Pre-compute data for aggregations

If most requests would use the same ranges for the price_ranges aggregation and the same interval for the surface_histo aggregation, then it is possible to optimize this aggregation by directly indexing the ranges that a document belongs to and replacing these range and histogram aggregations with a terms aggregation. Here is what the document and aggregations would look like now:

{
 “location”: [-0.37, 49.2]
 “price_euros”: 188000,
 “price_euros_range”: “100000-200000”,
 “surface_m2”: 132,
 “surface_m2_range”: “120-140”,
 “has_photo”: true,
 “has_swimming_pool”: false,
 “has_balcony”: true
}
{
  “aggs”: {
    “location_grid”: {
      “geohash_grid”: {
        “field”: “location”,
        “precision”: 3
      }
    }
  },
  “price_ranges”: {
    “terms”: {
      “field”: “price_euros_range”
    }
  },
  “surface_histo”: {
    “terms”: {
      “field”: “surface_m2_range”
    }
  },
  “has_photo_terms”: {
    “terms”: {
      “field”: “has_photo”
    }
  },
  “has_swimming_pool_terms”: {
    “terms”: {
      “field”: “has_swimming_pool”
    }
  },
  “has_balcony_terms”: {
    “terms”: {
      “field”: “has_balcony”
    }
  }
}

Merge aggregations together

This aggregation will likely perform a bit faster, but we can further improve it: all these terms aggregations are executed against a field that can only have a finite set of values and we could easily merge them all into a single terms aggregation:

{
 “location”: [-0.37, 49.2]
 “price_euros”: 188000,
 “surface_m2”: 132,
 “has_photo”: true,
 “has_swimming_pool”: false,
 “has_balcony”: true,
 “attributes”: [
   “price_euros_range_100000-200000”,
   “surface_m2_range_120-140”,
   “has_photo”,
   “has_balcony”
 ]
}
{
  “aggs”: {
    “location_grid”: {
      “geohash_grid”: {
        “field”: “location”,
        “precision”: 3
      }
    }
  },
  “attributes_terms”: {
    “terms”: {
      “field”: “attributes”
    }
  }
}

Conclusion

As you can see we managed to go down from 6 aggregations to only 2 that will likely perform faster and still give us exactly the same information. For instance if you want to know how many listings have a balcony, you just need to look up the number of documents that contain has_balcony in the attributes_terms aggregation.

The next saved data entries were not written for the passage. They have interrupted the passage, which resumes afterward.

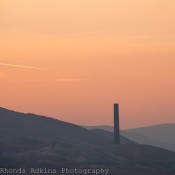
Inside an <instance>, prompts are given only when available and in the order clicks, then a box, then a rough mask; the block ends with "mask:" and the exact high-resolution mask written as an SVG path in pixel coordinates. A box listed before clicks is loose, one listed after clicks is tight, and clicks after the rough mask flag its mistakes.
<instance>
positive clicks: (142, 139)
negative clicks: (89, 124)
mask: <svg viewBox="0 0 175 175" xmlns="http://www.w3.org/2000/svg"><path fill="white" fill-rule="evenodd" d="M85 128H87V129H90V130H92V129H101V130H105V131H110V132H113V130H114V129H113V127H112V126H104V125H101V126H89V127H88V126H87V127H85ZM173 133H175V124H161V125H154V126H148V127H142V128H135V129H127V130H122V131H121V135H122V136H124V137H126V138H128V139H131V140H133V141H135V142H137V143H139V144H147V145H152V146H156V147H160V148H164V149H168V150H171V151H175V136H174V134H173Z"/></svg>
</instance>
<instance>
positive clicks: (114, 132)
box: [114, 104, 120, 144]
mask: <svg viewBox="0 0 175 175" xmlns="http://www.w3.org/2000/svg"><path fill="white" fill-rule="evenodd" d="M114 143H115V144H120V126H119V105H118V104H114Z"/></svg>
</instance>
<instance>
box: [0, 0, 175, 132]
mask: <svg viewBox="0 0 175 175" xmlns="http://www.w3.org/2000/svg"><path fill="white" fill-rule="evenodd" d="M174 9H175V1H174V0H167V1H165V0H142V1H140V0H132V1H131V0H25V1H24V0H0V92H1V97H0V106H2V107H5V108H9V109H13V110H15V111H21V112H25V113H28V112H29V113H36V114H40V115H46V116H50V117H54V118H57V119H59V120H63V121H67V122H71V123H75V124H79V125H101V124H102V125H113V103H119V104H120V125H121V128H122V129H126V128H135V127H142V126H148V125H155V124H161V123H175V107H174V106H175V93H174V89H175V76H174V75H175V23H174V18H175V11H174Z"/></svg>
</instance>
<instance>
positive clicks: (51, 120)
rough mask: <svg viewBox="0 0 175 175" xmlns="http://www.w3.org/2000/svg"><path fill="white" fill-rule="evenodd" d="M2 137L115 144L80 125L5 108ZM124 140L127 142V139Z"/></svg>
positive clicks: (0, 126) (3, 121) (83, 142)
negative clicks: (28, 113) (20, 137)
mask: <svg viewBox="0 0 175 175" xmlns="http://www.w3.org/2000/svg"><path fill="white" fill-rule="evenodd" d="M0 136H1V137H16V136H18V137H30V138H39V139H41V140H46V141H48V140H50V141H53V140H60V139H61V140H65V141H66V140H68V141H69V140H71V141H76V142H83V143H87V144H88V143H89V144H112V143H113V139H111V140H109V139H108V140H105V139H103V135H102V136H101V134H100V133H99V132H92V131H89V130H87V129H85V128H83V127H80V126H78V125H74V124H71V123H67V122H63V121H59V120H56V119H53V118H49V117H43V116H39V115H35V114H24V113H18V112H14V111H10V110H7V109H4V108H0ZM124 140H125V141H126V139H124ZM128 141H129V140H128ZM129 142H130V141H129ZM131 143H132V142H131Z"/></svg>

However we lost flexibility: with such an approach, more logic needs to be moved to the client and you can’t change the ranges for prices without reindexing. So if you want to let users decide on the ranges which should be used to compute buckets, it won’t work. But both approaches can be complementary: as you can see we still kept the original data in our documents, we just added new fields. So if you have a default set of ranges that would be used by 95% of your requests, you could still benefit from this optimized approach for these requests that rely on the defaults, and fallback to a regular range aggregation when users want to dig more into the data.